Chapter-38

85.7K 4.2K 34
                                    


  Untuk pertama kalinya aku menyukai hujan yang deras. Dimana dulu, aku menganggap hujan deras adalah sebuah bencana kecil yang melambangkan kesedihan.

  Tapi sekarang, aku menikmati setiap tetesan air hujan ini meski terasa sedikit perih saat mengenai kulit ku.

  Aku menari. Berputar-putar sembari meloncat-loncat bagaikan anak kecil yang kegirangan bisa bermain ditengah derasnya air hujan. Apa lagi, aku melakukan ini ditengah koridor jalan tanpa memperdulikan tatapan orang yang melihat ku.

  Biarlah orang menganggap yang dilakukan oleh ku ini adalah suatu keanehan. Yang penting, saat ini aku bisa sedikit menghilangkan rasa sakit yang menyelimuti hati ku.

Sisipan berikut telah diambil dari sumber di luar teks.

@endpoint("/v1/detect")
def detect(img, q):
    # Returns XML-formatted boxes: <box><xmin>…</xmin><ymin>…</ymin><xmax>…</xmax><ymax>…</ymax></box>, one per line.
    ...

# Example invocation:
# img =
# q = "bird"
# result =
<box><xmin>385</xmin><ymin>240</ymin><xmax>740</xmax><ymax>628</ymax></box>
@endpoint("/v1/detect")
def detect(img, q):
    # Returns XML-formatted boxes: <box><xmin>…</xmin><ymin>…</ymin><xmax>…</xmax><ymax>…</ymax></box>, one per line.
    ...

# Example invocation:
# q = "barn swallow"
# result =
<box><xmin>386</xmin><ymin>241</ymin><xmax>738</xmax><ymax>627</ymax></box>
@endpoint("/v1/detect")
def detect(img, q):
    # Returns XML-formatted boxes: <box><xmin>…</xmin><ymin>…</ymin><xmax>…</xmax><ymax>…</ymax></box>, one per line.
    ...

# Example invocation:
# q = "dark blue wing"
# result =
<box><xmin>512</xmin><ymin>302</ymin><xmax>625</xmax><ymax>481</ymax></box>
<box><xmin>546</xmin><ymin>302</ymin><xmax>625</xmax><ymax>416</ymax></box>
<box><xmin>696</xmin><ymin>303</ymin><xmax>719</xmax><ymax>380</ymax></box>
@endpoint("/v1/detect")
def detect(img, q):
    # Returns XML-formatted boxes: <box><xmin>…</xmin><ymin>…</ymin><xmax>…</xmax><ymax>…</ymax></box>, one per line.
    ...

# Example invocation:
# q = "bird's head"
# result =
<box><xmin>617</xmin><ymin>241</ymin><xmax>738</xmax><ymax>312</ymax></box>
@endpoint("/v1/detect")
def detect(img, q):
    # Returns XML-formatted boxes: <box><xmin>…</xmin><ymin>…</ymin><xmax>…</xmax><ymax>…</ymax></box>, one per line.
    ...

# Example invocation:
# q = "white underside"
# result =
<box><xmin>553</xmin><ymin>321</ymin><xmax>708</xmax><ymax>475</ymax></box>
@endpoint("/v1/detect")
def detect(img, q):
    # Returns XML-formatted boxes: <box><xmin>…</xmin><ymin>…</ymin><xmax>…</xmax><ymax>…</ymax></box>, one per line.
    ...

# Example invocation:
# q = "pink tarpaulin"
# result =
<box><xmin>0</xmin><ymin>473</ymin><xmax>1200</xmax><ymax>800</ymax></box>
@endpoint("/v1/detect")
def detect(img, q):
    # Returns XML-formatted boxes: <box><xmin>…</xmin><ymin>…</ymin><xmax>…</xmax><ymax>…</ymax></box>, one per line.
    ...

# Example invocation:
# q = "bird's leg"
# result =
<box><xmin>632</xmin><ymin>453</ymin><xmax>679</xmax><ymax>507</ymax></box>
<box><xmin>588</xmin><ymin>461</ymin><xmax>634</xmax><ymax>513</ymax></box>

  Dua kali hati ku merasakan sakit. Dua kali aku berusaha mencari sebuah pelampiasan rasa sakit ini.

  Dulu, aku mencari pelampiasannya dengan diam dan pergi. Sekarang, aku mempelampiaskannya dengan menangis ditengah-tengah hujan.

  Mungkin dengan ini, aku bisa sedikit menghilangkan rasa sakit dan kecewa yang ku rasakan saat ini.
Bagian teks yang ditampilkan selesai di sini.